Performance Estimates & Analysis

While GT200 only delivers about twice the theoretical floating-point performance of G80 (about 2.08x for the S1070 to be precise), NVIDIA claims they’ve often seen real-world improvements much larger than that:

The numbers speak for themselves (we asked about the specific video & ray tracing algorithms being benchmarked, but they could only imply that neither was public). Interestingly, these developers haven’t had much time with the new chips yet, so NVIDIA did not believe new CUDA 2.0 features (which we’ll look at shortly) were used much if at all. These improvements are very much about the improved hardware performance and architecture.

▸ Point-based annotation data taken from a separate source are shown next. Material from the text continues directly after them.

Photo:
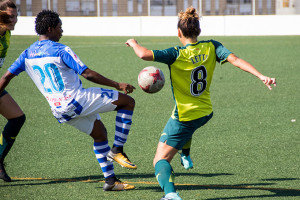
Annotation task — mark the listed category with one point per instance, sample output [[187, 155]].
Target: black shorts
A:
[[3, 93]]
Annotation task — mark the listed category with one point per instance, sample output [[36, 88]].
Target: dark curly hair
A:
[[189, 23], [7, 4], [44, 20]]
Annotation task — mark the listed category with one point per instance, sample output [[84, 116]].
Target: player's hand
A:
[[131, 42], [126, 88], [268, 81]]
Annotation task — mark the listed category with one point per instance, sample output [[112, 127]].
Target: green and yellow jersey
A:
[[191, 72], [4, 45]]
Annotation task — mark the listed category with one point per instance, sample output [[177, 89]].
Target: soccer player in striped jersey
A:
[[54, 68], [191, 70], [8, 107]]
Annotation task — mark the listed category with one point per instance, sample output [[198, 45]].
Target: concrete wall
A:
[[167, 26]]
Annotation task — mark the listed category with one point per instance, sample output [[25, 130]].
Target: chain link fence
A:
[[100, 8]]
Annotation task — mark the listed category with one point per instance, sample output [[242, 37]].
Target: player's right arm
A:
[[244, 65], [5, 79], [139, 50], [95, 77]]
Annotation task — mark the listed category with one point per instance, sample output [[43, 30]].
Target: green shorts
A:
[[177, 133]]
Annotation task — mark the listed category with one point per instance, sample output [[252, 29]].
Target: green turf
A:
[[249, 150]]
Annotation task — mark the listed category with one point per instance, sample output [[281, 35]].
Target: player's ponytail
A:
[[189, 23]]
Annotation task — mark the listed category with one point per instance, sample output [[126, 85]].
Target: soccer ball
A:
[[151, 79]]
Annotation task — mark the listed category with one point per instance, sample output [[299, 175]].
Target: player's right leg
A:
[[185, 157], [163, 170], [125, 106], [16, 118], [101, 149]]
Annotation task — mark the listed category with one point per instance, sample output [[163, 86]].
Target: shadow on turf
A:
[[277, 192]]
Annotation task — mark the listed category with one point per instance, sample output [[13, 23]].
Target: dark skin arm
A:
[[5, 79], [101, 80]]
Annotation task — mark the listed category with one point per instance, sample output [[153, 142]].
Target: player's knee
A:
[[13, 126], [131, 103]]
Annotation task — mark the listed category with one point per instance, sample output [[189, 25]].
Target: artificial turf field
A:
[[249, 150]]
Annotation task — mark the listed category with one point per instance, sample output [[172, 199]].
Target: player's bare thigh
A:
[[164, 151], [9, 108], [99, 133], [124, 102]]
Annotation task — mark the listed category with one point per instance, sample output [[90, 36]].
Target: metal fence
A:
[[158, 7]]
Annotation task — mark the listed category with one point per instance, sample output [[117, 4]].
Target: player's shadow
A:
[[94, 179], [262, 186]]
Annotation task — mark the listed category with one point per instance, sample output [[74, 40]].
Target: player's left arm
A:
[[95, 77], [244, 65], [139, 50]]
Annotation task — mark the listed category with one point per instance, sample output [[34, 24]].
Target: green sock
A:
[[187, 148], [165, 176]]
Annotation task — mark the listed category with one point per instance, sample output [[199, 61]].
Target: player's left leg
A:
[[125, 106], [185, 157], [101, 149], [16, 118], [163, 170]]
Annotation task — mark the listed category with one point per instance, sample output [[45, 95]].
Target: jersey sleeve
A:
[[167, 56], [19, 65], [222, 52], [72, 60]]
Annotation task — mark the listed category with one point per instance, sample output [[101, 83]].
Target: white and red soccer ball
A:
[[151, 79]]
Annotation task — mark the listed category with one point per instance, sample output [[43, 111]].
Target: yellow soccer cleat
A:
[[117, 186], [122, 159]]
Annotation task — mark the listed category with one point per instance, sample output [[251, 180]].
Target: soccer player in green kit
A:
[[191, 70], [8, 107]]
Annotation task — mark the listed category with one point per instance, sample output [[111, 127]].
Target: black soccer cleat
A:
[[3, 174]]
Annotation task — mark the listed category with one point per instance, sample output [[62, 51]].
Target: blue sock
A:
[[165, 176], [101, 150], [123, 124]]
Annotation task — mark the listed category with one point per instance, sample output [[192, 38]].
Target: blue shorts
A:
[[177, 133], [3, 93]]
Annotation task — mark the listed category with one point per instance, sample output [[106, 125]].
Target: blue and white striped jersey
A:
[[54, 68]]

So outside of the extra video memory, what makes this kind of performance scaling possible? Several factors, mostly:

  • The ‘Missing MUL’: On G80, it wasn’t exposed at all for graphic. In CUDA, it was partially accessible: it was possible, although difficult, to extract half of its peak performance under certain circumstances resulting in a peak rate of 432GFlops. On GT200, it seems possible to achieve very near the peak rate in CUDA with few if any obvious scheduling limitations. In graphics, it’s a bit more complicated, but that is not this article’s subject…
  • The register file per SM increased from 32KiB to 64KiB. There are multiple advantages to this; it makes it much less likely for the compiler to ‘spill’ registers to memory, allows for more threads to run at the same time to hide memory latency, and lets the compiler use more registers for its optimisation process. Apparently, spilling was pretty rare but it did happen in a few applications.
  • In addition to full PCI Express 2.0 support, GT200 also allows for CUDA computations to occur at the same time as one-way data transfers to or from the GPU (as on G84/G86/G9x). So you’ve got two transfer modes: you can both send and receive data at the same time, or keep the ALUs busy while either sending or receiving data. This can drastically reduce the amount of time the GPU is idling when shuffling data around. In the next generation, two-way transfers will be made possible at the same time as computation. NVIDIA also seems very happy about the real-world throughput of their PCI Express implementation, which they claim is in excess of 6GB/s (or 75% of the peak).
  • There’s now a memory coalescing cache in each memory controller partition. With G80, the threads in a batch/warp (or half-warp) had to have contiguous memory access patterns; otherwise, your bandwidth efficiency would drop proportionally to the number of different memory locations you were accessing. On GT200, the memory controller will try to intelligently combine memory accesses to improve efficiency. Don’t expect it to magically go as fast as the optimally contiguous case, but it should still help a lot and make the programmer’s job easier.